I think there's something wrong with the site's certificate and/or the way the secure and unsecure web addresses are linked. This stuff was always confusing to me when I used to admin the site, but I don't recall such problems on the host we used years ago. I wonder if there's something misconfigured with the current host? Anything I can do to help with that?
Re: My login doesn't last, and site is still unsafe.
Posted: Wed Jul 01, 2026 3:35 pm
by Ameena
For the record, I'm not having any issues here - it keeps me logged in and I get no error messages?
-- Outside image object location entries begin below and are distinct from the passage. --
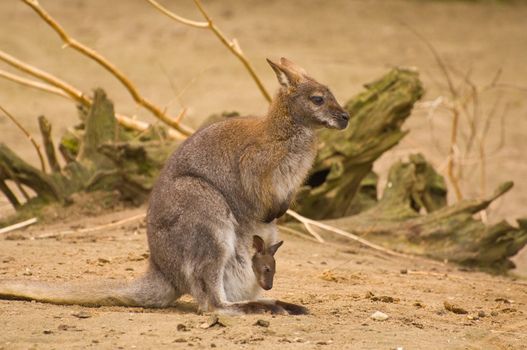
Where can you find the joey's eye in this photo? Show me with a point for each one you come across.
(318, 100)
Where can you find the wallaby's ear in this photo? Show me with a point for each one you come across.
(258, 244)
(292, 66)
(287, 77)
(272, 249)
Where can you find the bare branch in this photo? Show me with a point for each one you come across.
(60, 87)
(71, 91)
(28, 135)
(110, 67)
(338, 231)
(34, 84)
(177, 18)
(231, 45)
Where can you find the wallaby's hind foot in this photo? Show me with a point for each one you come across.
(274, 307)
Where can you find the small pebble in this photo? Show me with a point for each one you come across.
(454, 308)
(81, 314)
(262, 323)
(379, 316)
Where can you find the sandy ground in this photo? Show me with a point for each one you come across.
(341, 43)
(332, 280)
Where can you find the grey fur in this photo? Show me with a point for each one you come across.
(223, 185)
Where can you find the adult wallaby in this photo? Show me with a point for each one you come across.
(226, 183)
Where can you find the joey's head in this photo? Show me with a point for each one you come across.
(264, 265)
(307, 101)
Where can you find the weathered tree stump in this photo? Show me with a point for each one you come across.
(443, 232)
(345, 159)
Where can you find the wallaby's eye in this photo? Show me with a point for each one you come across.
(318, 100)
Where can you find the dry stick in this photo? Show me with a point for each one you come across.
(71, 91)
(455, 112)
(110, 67)
(296, 233)
(94, 228)
(60, 87)
(232, 45)
(28, 135)
(34, 84)
(346, 234)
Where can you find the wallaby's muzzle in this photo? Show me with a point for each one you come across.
(342, 120)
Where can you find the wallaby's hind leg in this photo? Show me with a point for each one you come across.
(153, 290)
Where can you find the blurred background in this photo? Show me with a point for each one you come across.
(344, 44)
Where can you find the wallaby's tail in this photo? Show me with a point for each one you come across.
(150, 290)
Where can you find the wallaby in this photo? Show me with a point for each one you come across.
(226, 183)
(264, 264)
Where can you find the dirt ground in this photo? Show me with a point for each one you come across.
(342, 285)
(341, 43)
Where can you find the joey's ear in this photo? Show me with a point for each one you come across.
(286, 77)
(258, 244)
(272, 249)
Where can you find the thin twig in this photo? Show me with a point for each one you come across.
(110, 67)
(60, 87)
(18, 225)
(346, 234)
(177, 18)
(231, 45)
(71, 91)
(34, 84)
(296, 233)
(28, 135)
(454, 109)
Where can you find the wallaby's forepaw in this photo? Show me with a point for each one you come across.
(292, 309)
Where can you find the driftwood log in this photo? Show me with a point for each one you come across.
(342, 182)
(98, 155)
(411, 216)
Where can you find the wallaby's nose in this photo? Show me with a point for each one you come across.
(344, 115)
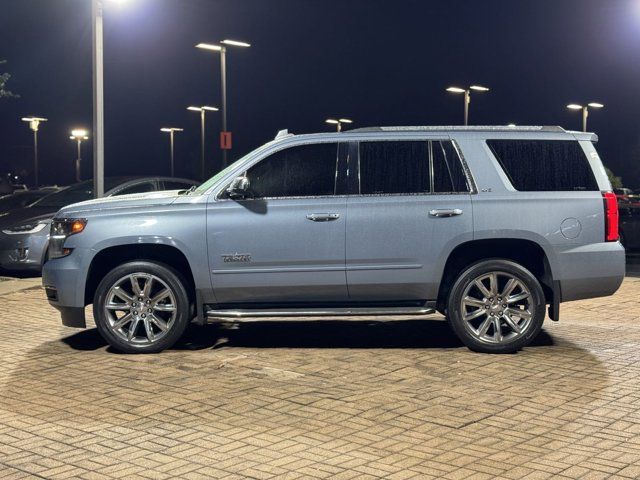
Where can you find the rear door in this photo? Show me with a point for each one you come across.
(411, 206)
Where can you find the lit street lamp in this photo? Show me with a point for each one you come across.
(98, 95)
(98, 99)
(338, 122)
(202, 111)
(585, 111)
(171, 131)
(467, 97)
(222, 48)
(79, 135)
(34, 124)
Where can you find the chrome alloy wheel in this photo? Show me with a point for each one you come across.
(140, 308)
(496, 307)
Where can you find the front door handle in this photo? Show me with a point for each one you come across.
(448, 212)
(323, 217)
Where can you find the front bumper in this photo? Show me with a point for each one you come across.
(23, 252)
(64, 282)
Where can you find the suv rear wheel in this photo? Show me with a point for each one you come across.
(496, 306)
(141, 307)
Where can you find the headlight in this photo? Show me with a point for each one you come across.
(25, 228)
(61, 229)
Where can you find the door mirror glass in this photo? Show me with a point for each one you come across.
(239, 188)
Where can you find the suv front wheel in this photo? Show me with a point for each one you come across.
(496, 306)
(141, 307)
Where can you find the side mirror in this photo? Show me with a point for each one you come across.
(239, 188)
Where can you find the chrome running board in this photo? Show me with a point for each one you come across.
(316, 312)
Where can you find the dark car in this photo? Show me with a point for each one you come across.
(23, 198)
(24, 232)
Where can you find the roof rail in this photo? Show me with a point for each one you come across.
(459, 128)
(282, 134)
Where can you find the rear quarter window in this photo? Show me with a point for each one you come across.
(544, 165)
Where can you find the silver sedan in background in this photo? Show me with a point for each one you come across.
(24, 232)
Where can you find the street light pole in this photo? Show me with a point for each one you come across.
(34, 125)
(79, 136)
(98, 99)
(171, 131)
(467, 97)
(223, 83)
(585, 111)
(467, 101)
(202, 111)
(338, 122)
(222, 48)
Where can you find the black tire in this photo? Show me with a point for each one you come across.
(165, 278)
(496, 308)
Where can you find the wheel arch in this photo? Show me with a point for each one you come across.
(527, 253)
(110, 257)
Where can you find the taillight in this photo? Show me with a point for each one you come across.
(610, 217)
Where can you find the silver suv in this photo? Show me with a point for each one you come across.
(487, 225)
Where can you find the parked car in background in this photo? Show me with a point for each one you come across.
(487, 225)
(23, 198)
(24, 232)
(623, 194)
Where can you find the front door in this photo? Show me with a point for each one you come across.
(412, 204)
(285, 244)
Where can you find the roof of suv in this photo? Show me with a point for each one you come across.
(548, 129)
(473, 128)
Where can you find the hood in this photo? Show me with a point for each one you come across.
(121, 201)
(26, 215)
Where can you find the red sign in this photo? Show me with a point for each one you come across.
(225, 140)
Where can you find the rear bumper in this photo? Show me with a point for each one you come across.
(590, 271)
(63, 281)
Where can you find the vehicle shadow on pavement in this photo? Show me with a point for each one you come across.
(424, 333)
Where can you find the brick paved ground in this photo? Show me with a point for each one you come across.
(333, 400)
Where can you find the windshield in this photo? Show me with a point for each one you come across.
(213, 180)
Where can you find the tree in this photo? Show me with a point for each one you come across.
(4, 78)
(616, 182)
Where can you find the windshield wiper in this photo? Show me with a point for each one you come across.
(189, 191)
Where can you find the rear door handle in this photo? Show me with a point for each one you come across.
(448, 212)
(323, 217)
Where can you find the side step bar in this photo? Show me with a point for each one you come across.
(316, 312)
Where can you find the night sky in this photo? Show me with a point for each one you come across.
(380, 62)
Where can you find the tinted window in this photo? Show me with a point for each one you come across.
(176, 185)
(394, 167)
(302, 171)
(448, 173)
(137, 188)
(544, 165)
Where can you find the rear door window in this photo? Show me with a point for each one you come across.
(411, 167)
(544, 165)
(394, 167)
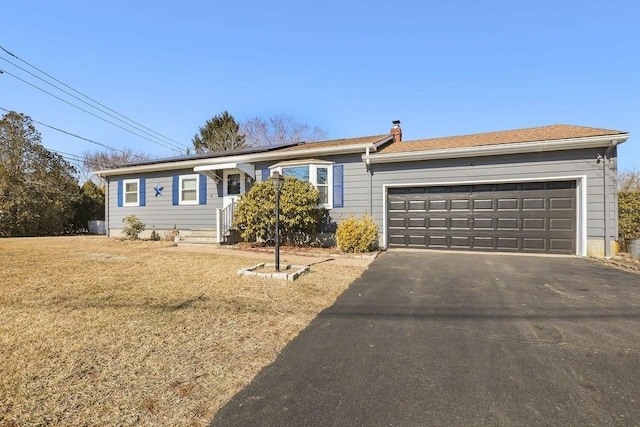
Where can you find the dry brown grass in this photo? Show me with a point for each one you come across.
(98, 331)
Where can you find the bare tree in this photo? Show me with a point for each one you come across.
(99, 160)
(279, 129)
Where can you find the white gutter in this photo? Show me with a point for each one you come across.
(497, 149)
(244, 167)
(243, 158)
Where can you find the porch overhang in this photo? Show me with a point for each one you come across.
(210, 170)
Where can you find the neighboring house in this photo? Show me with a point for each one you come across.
(548, 189)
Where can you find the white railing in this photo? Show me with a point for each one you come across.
(224, 221)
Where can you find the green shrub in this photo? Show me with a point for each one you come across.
(133, 227)
(357, 235)
(628, 216)
(299, 212)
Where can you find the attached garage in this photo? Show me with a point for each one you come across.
(539, 217)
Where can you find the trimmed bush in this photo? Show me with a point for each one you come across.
(628, 216)
(357, 235)
(133, 227)
(299, 212)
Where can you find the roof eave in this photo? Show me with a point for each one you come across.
(499, 149)
(271, 155)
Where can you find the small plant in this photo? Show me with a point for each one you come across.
(133, 227)
(629, 216)
(155, 236)
(357, 235)
(299, 212)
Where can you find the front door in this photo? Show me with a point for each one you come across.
(233, 186)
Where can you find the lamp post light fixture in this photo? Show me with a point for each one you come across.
(278, 180)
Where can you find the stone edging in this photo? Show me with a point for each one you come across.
(370, 255)
(282, 275)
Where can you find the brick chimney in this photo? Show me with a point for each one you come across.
(396, 131)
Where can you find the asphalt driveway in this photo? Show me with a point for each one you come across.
(432, 338)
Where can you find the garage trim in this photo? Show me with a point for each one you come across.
(581, 203)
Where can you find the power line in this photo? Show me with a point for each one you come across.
(88, 112)
(71, 134)
(179, 145)
(80, 99)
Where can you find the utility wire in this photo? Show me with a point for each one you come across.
(85, 96)
(82, 100)
(88, 112)
(72, 134)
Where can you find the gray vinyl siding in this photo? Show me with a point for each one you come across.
(536, 166)
(363, 190)
(159, 212)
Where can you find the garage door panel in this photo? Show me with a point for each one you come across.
(537, 203)
(483, 223)
(561, 203)
(483, 242)
(508, 223)
(560, 224)
(460, 204)
(479, 204)
(416, 223)
(530, 224)
(434, 223)
(397, 205)
(507, 204)
(460, 241)
(560, 245)
(507, 243)
(460, 223)
(437, 241)
(534, 244)
(530, 217)
(416, 205)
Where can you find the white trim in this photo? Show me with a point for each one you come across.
(181, 179)
(497, 149)
(313, 176)
(124, 192)
(581, 202)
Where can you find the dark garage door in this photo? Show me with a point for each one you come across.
(523, 217)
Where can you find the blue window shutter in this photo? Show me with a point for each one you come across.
(175, 190)
(202, 182)
(143, 192)
(338, 186)
(119, 193)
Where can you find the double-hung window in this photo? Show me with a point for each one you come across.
(131, 192)
(188, 192)
(318, 173)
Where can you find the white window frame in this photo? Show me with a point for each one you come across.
(313, 175)
(124, 192)
(181, 188)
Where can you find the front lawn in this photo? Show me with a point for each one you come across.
(98, 331)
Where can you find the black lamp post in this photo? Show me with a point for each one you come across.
(278, 180)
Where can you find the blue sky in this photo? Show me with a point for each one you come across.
(443, 68)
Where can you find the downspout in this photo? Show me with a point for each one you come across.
(367, 163)
(107, 230)
(607, 228)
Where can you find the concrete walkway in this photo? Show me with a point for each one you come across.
(433, 338)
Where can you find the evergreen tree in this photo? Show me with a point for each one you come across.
(220, 133)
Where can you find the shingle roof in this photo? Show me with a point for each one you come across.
(542, 133)
(338, 142)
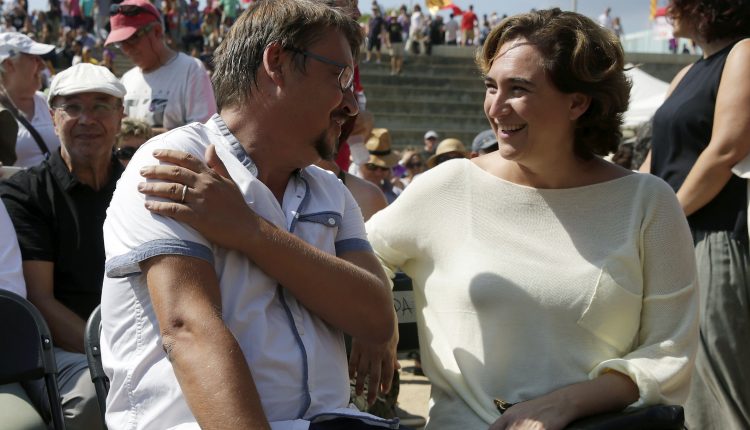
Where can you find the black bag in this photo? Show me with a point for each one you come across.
(657, 417)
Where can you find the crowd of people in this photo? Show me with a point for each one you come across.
(234, 225)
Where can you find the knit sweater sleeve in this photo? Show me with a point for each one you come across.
(661, 363)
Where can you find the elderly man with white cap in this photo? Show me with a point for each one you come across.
(58, 209)
(20, 74)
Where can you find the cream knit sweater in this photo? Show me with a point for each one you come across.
(521, 291)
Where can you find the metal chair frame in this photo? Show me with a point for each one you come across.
(18, 317)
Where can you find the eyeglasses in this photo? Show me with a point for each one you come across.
(372, 167)
(346, 77)
(132, 40)
(129, 10)
(125, 152)
(75, 110)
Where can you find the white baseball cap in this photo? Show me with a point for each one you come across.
(12, 43)
(85, 78)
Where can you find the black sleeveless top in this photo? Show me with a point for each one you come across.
(682, 130)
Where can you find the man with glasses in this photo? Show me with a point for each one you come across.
(58, 208)
(166, 88)
(233, 318)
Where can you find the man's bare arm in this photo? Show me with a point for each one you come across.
(207, 360)
(66, 326)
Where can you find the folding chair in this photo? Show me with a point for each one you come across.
(26, 345)
(94, 357)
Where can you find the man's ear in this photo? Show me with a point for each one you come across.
(579, 104)
(273, 62)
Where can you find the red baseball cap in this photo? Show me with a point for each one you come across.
(128, 17)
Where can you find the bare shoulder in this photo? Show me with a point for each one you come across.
(678, 77)
(367, 195)
(607, 171)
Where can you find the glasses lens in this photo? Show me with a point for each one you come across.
(125, 153)
(127, 10)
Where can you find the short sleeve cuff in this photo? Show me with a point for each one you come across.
(350, 245)
(648, 386)
(128, 264)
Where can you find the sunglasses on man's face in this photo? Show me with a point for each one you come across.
(128, 10)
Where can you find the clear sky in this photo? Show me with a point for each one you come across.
(633, 13)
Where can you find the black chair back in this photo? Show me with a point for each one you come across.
(94, 357)
(27, 353)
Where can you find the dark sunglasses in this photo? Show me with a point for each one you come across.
(447, 156)
(125, 152)
(372, 167)
(129, 10)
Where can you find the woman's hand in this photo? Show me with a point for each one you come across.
(543, 413)
(202, 195)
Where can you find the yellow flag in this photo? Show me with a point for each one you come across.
(435, 5)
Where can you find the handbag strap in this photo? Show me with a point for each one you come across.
(8, 104)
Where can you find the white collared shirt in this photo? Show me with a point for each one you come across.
(298, 361)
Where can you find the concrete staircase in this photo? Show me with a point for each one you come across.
(441, 93)
(444, 92)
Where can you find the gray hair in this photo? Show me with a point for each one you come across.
(290, 23)
(134, 127)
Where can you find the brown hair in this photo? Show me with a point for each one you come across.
(291, 23)
(579, 57)
(714, 19)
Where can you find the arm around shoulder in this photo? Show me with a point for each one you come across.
(663, 353)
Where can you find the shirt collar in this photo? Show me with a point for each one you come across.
(68, 181)
(237, 150)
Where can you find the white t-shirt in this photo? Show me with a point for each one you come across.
(520, 291)
(297, 360)
(175, 94)
(27, 150)
(11, 273)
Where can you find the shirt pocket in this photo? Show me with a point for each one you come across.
(613, 314)
(320, 229)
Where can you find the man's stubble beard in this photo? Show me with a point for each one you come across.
(325, 149)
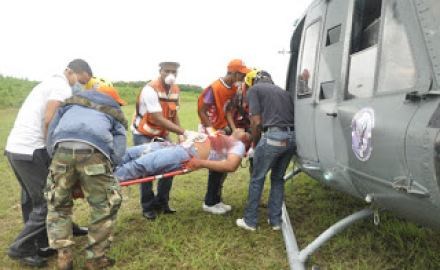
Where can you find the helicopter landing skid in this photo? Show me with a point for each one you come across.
(297, 258)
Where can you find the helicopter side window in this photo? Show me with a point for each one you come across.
(307, 70)
(397, 70)
(363, 58)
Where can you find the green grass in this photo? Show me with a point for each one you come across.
(193, 239)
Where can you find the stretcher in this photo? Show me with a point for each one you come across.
(151, 178)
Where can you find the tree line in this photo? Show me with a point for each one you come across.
(13, 91)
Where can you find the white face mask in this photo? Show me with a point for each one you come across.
(77, 87)
(170, 79)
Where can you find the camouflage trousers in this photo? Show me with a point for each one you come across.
(101, 189)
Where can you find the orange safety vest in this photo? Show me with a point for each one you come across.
(222, 97)
(169, 105)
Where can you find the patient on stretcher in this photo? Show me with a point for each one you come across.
(219, 153)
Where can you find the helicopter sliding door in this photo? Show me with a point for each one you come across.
(305, 84)
(375, 112)
(330, 79)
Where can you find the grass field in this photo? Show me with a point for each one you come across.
(194, 239)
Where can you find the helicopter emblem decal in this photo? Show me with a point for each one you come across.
(361, 128)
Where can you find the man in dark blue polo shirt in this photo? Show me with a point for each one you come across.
(271, 110)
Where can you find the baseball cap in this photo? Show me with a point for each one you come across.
(111, 92)
(238, 65)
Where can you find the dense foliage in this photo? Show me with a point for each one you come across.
(13, 91)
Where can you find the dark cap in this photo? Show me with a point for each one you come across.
(164, 64)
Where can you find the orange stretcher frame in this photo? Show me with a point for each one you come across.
(152, 178)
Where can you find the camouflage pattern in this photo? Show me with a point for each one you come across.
(101, 190)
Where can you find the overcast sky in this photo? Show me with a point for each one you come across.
(125, 40)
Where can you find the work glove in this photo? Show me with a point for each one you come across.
(250, 153)
(193, 136)
(213, 132)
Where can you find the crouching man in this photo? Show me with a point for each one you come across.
(87, 139)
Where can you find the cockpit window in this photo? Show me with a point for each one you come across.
(308, 60)
(397, 70)
(364, 40)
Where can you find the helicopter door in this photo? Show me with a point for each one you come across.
(305, 86)
(375, 113)
(329, 80)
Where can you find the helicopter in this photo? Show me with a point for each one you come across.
(365, 79)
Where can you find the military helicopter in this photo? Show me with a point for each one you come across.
(365, 77)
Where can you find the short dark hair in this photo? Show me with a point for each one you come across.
(165, 64)
(79, 66)
(263, 76)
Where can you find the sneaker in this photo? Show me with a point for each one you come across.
(240, 223)
(227, 207)
(276, 227)
(100, 263)
(65, 259)
(214, 209)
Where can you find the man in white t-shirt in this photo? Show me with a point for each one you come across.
(27, 154)
(156, 116)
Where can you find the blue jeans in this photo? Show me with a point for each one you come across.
(148, 200)
(152, 159)
(215, 184)
(274, 151)
(215, 181)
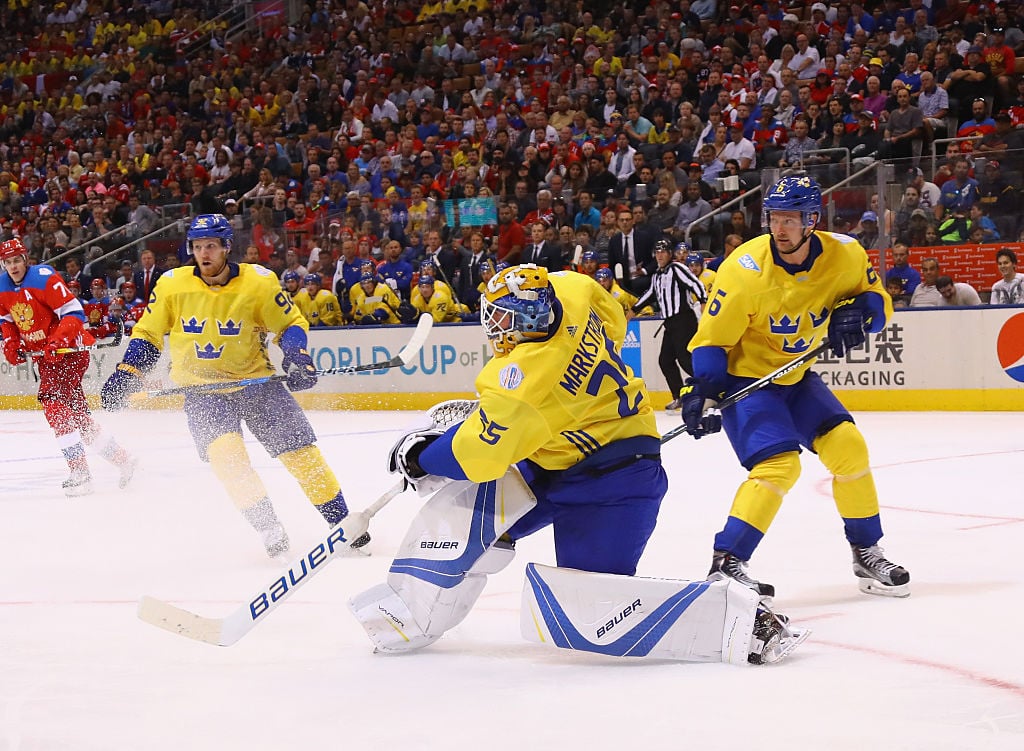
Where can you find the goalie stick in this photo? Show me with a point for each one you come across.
(225, 631)
(403, 358)
(757, 385)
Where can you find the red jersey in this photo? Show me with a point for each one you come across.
(35, 306)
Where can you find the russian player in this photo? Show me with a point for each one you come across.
(374, 301)
(216, 315)
(324, 306)
(563, 435)
(40, 316)
(774, 298)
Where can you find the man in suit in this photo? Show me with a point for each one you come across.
(634, 249)
(540, 251)
(145, 278)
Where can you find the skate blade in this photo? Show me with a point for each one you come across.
(84, 489)
(871, 586)
(788, 641)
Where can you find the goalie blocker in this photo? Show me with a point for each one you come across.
(455, 542)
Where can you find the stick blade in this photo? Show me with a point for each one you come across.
(419, 338)
(181, 622)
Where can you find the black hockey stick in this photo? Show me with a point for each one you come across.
(403, 358)
(225, 631)
(758, 384)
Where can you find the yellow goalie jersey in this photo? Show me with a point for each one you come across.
(557, 401)
(383, 299)
(324, 309)
(764, 316)
(217, 333)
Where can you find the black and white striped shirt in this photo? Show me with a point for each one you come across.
(676, 290)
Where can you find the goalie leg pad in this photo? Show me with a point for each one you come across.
(622, 616)
(443, 562)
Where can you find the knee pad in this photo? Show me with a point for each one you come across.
(443, 561)
(229, 461)
(314, 476)
(843, 451)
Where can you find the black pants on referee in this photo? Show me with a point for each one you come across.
(678, 332)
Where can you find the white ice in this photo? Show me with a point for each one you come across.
(943, 669)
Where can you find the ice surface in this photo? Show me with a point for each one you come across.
(941, 670)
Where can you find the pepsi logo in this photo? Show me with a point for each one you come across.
(1010, 347)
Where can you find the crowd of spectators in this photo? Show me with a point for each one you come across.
(340, 135)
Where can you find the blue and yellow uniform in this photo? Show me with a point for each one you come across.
(217, 329)
(762, 315)
(325, 309)
(381, 304)
(577, 421)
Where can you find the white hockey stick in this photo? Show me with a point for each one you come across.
(225, 631)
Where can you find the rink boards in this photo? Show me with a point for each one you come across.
(964, 359)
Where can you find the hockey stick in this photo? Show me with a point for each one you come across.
(403, 358)
(758, 384)
(118, 335)
(225, 631)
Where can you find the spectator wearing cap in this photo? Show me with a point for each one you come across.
(980, 124)
(972, 82)
(1001, 60)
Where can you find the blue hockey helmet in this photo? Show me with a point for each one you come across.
(210, 225)
(796, 194)
(516, 305)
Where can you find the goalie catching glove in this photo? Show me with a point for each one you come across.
(404, 455)
(700, 413)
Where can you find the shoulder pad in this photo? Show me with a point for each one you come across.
(747, 261)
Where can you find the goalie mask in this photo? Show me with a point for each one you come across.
(516, 306)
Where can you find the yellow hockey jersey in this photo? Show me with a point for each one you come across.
(324, 309)
(440, 305)
(557, 401)
(217, 333)
(383, 298)
(764, 316)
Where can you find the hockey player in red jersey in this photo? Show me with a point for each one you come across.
(40, 316)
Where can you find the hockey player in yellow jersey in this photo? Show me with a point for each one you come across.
(217, 316)
(324, 306)
(430, 298)
(374, 301)
(624, 298)
(558, 402)
(775, 297)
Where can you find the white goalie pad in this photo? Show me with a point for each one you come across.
(623, 616)
(443, 562)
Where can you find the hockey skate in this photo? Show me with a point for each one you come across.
(274, 540)
(79, 483)
(127, 471)
(773, 637)
(727, 566)
(877, 575)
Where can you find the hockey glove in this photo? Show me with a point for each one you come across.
(299, 369)
(125, 380)
(12, 350)
(700, 413)
(404, 455)
(846, 326)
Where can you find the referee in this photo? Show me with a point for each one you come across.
(680, 295)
Maybe it's a browser thing? I use Firefox.
Re: My login doesn't last, and site is still unsafe.
Posted: Wed Jul 01, 2026 6:42 pm
by Gambit37
I'll try another browser for a while and see if that makes a difference. Chrome is normally pretty reliable, but I think its security filters black marked the site a long time ago. Maybe. Who knows!
Re: My login doesn't last, and site is still unsafe.
Posted: Wed Jul 01, 2026 6:54 pm
by ChristopheF
I don't have any issue either. I mostly use Edge (though I have Chrome, Brave & Firefox).
I just quickly checked in Chrome, I don't have any warning message.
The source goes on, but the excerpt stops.